Q5. Use Figure 8.2, which represents the situation faced by a monopolist, to answer questions a-c.

a. In Figure 8.2, indicate the profit maximizing price and output level and label them P1 and Q1.
b. Shade in the area that represents the firm's economic profit (or loss).
c. If this firm wished to discourage entry by other firms it could produce the output level at which it earns only a
zero economic profit.

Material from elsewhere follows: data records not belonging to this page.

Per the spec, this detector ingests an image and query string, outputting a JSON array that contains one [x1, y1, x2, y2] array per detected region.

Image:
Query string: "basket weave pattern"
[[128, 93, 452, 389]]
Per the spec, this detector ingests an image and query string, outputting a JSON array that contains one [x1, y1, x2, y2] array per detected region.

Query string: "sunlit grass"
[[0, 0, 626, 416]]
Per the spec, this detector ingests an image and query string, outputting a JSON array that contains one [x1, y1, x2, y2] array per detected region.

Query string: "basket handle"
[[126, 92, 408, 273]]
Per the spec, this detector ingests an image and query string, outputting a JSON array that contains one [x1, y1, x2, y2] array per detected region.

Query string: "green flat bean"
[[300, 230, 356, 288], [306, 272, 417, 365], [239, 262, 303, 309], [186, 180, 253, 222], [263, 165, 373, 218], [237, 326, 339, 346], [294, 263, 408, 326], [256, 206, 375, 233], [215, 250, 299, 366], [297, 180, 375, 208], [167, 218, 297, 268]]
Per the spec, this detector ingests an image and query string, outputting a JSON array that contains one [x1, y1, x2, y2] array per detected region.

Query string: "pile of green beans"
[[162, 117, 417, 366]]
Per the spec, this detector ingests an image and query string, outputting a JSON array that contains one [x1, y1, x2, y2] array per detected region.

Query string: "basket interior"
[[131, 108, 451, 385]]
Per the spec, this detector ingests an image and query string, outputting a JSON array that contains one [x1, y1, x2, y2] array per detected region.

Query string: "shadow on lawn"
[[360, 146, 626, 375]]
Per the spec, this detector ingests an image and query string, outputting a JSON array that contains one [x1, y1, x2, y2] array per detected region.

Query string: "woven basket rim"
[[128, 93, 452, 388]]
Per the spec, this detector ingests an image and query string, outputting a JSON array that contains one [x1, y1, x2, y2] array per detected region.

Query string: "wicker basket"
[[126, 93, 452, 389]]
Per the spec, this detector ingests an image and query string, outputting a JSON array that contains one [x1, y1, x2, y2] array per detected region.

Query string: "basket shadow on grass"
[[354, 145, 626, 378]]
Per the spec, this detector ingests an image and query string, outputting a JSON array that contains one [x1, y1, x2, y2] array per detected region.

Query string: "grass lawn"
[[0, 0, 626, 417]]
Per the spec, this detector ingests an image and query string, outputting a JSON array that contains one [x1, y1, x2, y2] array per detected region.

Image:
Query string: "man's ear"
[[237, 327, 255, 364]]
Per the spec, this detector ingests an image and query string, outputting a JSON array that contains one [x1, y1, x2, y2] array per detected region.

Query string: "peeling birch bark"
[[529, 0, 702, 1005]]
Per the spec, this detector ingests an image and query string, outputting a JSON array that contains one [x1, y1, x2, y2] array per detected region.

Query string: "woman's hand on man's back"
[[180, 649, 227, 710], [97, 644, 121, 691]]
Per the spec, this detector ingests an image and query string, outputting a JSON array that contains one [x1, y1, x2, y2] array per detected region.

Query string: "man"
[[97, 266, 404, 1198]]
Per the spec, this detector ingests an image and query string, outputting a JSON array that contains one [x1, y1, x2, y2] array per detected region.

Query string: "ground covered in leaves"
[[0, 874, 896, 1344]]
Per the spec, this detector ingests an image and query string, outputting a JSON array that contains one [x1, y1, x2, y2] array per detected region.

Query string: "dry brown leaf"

Indicate the price and output level associated with a zero economic profit and label them
P2 and Q2.

Q6. The following are the actual sales for the last six periods:

Period Sales
1 750
2 820
3 600
4 850
5 900
6 700

a) Using a 3-month moving average, what would be your prediction for period 7?
b) If the exponential smoothing forecasting method is used, and the smoothing factor is .6, what will be the
forecast for period 7?
c) Compare the quality of the two models by calculating the root-mean-square error for the data set.